Faced with stiff competition from a variety of players in the quick-service restaurant space who are constantly revamping their offerings, Pizza Hut is now planning to diversify and offer new products like milkshakes, wraps, smoothies and a variety of pastas with a combination of Indian and international products.
Based on its strategy of ‘amazing innovation, astonishing prices’, the food chain is planning diversification across its existing 300-odd stores in the country and aims to add another 150 stores to its kitty next year.
“We will open more Pizza Huts than ever before in 2014 and diversify into much more. We will grow our distribution and innovate much more,” Pizza Hut India general manager Sanjiv Razdan said.
The expansion is planned despite Yum! Brands, which owns Pizza Hut, KFC and Taco Bell having posted losses in the last two years. The company’s income was R449 crore in the year ended March 2012, up 58% from Rs 283.4 crore in 2011.
However, the losses increased from R27.1 crore in 2011 to
R36.9 crore in 2012. Besides 310-odd Pizza Hut stores, there were 280 KFCs and three Taco Bell stores in 2012.
Competitor Jubilant FoodWorks, which runs Domino’s Pizza and Dunkin’ Donuts, reported a 2.8% increase in net profit at R33.2 crore during the July-September quarter, from R32.3 crore in the corresponding period last, bogged by higher expenses. The company gave a muted outlook for the second half of the year due to lower discretionary spending and higher inflationary pressures. Besides, it revised its target to open 135 Domino’s Pizza restaurants in fiscal 2014 against 125 earlier.
“Though the whole category is growing, consumers are under pressure as far as their disposable income is concerned and the amount they spend on eating out,” Razdan said.

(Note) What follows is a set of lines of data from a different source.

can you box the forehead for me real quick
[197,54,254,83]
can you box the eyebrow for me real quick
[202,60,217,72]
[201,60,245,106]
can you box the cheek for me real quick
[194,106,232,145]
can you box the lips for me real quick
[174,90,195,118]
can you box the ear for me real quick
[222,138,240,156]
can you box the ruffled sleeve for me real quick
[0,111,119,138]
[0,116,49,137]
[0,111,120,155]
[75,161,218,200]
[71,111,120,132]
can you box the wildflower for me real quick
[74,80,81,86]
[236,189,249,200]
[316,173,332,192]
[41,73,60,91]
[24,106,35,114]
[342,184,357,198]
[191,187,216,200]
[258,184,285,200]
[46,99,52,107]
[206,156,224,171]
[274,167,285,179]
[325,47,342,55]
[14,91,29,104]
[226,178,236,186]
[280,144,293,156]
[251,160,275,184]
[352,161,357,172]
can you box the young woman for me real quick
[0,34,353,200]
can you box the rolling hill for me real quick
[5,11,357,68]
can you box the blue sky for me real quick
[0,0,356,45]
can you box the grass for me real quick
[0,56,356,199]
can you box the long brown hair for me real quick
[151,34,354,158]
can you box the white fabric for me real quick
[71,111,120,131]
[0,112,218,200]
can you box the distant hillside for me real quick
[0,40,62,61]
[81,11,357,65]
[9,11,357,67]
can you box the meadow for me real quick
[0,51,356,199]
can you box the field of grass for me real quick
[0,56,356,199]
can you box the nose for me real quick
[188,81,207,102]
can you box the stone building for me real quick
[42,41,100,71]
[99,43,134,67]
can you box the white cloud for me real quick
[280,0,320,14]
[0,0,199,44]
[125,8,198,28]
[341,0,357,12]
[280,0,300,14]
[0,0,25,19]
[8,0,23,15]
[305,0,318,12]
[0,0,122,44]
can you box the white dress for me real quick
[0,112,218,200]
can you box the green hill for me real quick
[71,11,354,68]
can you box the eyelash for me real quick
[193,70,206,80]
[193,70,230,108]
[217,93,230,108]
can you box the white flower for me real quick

Advisory firm Technopak’s chairman and managing director Arvind Singhal added: “Overall, the company had leadership till a few months ago but now Domino’s is leading the pizza market. Though KFC is a runaway hit, Pizza Hut requires a rejig of menu and pricing, especially because India is a highly under-penetrated market when it comes to casual dining. They are building the future here and do not want to miss out on the opportunity. Hence, the addition in stores despite the recurring losses.”
Of the 150 Pizza Huts planned, more than half would be dine-in restaurants and the rest Pizza Hut Delivery points. While the Pizza Hut Delivery require at least R1 crore of investment each, the investment into restaurants is double of that. However, despite the expansion, India contributes only a fraction to the global sales with less than 1% share in total sales.

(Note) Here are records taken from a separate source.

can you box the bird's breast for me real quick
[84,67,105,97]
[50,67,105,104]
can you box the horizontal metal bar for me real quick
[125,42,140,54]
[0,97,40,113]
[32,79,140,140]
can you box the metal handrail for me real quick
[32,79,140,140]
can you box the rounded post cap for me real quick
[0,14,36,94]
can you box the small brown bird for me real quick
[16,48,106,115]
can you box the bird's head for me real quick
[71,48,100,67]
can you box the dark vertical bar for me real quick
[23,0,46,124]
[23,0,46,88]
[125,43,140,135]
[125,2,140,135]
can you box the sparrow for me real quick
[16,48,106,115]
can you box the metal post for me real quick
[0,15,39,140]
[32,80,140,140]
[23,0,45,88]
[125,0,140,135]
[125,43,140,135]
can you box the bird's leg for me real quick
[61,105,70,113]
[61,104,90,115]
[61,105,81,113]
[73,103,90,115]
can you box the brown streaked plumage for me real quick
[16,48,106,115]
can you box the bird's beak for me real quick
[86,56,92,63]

The quick-service restaurant, which is famous for its pizzas and value-for-money meals, is planning to diversify its menu for the Indian consumer for all occasions. It recently launched its ‘So Cheezy’ pizza, which has 90% more cheese than its closest competitor, and is priced at just R149, which it calls its innovation. The launch was part of a strategy which Razdan called “gateway innovation at value prices.”
Before this, Pizza Hut came up with its Magic Pan pizza for R44 and three-course meal for R99.
Even though the food chain plans to come up with a new menu, Razdan assured that in line with the palate of the Indian
consumer, 60-70% of the menu will remain customised for the Indian market with a mix of flavours and formats.